Cortney screamed as she ran. She was already in the water by the time he created the splash when he landed. He was at least a hundred feet out. The water was deep enough that it would cushion his fall, but even a phoenix had to breathe.

Her lungs burned for air, and her arms ached, but she kept swimming. Flipping Draven onto his back once she reached him, her heart stuttered, and another sob tore out of her. His lips were blue. He wasn’t breathing. She had no way of knowing if his injuries were too severe to heal, but damn it, she could do CPR if she could just get his body onto the shore.

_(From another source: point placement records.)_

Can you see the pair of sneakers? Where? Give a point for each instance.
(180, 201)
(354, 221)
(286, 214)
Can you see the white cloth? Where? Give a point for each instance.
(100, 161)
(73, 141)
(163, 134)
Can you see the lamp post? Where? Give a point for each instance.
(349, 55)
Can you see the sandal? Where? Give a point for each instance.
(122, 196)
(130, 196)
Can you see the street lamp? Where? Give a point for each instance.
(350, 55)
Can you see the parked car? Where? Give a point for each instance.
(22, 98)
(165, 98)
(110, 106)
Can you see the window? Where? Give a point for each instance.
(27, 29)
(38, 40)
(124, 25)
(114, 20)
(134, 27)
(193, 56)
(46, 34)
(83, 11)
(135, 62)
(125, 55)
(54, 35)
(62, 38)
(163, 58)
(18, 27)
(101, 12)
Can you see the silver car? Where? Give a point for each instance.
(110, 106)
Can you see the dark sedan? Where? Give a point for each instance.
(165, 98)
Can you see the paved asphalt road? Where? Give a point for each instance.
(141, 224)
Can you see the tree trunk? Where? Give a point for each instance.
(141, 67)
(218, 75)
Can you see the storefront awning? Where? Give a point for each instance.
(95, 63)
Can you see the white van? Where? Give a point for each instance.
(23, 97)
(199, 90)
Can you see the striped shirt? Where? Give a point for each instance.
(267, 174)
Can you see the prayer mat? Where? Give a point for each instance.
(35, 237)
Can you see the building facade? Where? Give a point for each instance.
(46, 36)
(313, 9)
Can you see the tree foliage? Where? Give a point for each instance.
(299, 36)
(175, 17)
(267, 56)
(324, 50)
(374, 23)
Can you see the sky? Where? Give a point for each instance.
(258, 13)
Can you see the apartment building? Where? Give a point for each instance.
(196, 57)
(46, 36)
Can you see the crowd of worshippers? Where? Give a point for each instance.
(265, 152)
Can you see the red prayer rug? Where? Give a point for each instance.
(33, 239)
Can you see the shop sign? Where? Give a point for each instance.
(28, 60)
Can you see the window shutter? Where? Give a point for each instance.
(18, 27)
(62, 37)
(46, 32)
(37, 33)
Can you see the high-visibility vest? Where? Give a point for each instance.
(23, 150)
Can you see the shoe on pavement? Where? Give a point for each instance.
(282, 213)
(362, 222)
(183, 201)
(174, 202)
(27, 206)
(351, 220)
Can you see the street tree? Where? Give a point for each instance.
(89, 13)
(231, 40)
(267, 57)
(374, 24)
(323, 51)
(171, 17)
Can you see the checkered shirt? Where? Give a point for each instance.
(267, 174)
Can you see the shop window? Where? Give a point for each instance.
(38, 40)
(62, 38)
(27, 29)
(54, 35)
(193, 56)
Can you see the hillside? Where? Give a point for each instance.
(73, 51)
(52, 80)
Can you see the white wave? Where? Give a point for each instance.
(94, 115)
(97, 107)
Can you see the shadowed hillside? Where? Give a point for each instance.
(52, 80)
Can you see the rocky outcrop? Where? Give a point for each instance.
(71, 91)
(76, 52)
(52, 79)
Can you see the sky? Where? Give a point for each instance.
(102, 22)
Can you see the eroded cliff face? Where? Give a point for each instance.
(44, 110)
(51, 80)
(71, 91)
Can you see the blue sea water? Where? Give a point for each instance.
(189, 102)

She tried to maneuver herself into position to give him a breath, but she was still too deep. Kicking hard, she dragged him closer and closer. Her arms and legs trembled under the strain. “You can’t do this to me, Draven,” she yelled at him, her throat raw.

A flash of blue overhead was all the warning she got. The next second, Ry had shifted and dropped into the water next to her. The splash he created sent her and Draven underwater. She spluttered as she bobbed back to the surface.

“I’ve got him,” he told her as he took over pulling Draven through the water.

When they reached the shore, she fell to her knees, her chest heaving as she tried to catch her breath. “Put him down here,” she ordered between gasps.

“Fuck,” Ry cursed as he did as she asked, before covering the largest wound with his hands applying pressure.

The sand beneath Draven stained red with his blood. He was losing so much.

Trista was there in seconds, starting compressions, while Cortney positioned his head and neck, opening his airway.

“He doesn’t need CPR,” Ry said, his voice hoarse. “We need to slow the bleeding so his phoenix can heal.”

“He does. Unless a phoenix can live with lungs full of water,” Cortney bit out. There were many things she wasn’t sure of, but this, she knew. Her training took effect, steadying her hands, and her mind for the task at hand.

Jasmine dropped to her knees on his other side and pressed on another deep wound.

“One, and two, and three, and four,” Trista counted out loud, not stopping until she reached thirty, pausing just long enough for Cortney to blow two breaths into Draven’s lungs.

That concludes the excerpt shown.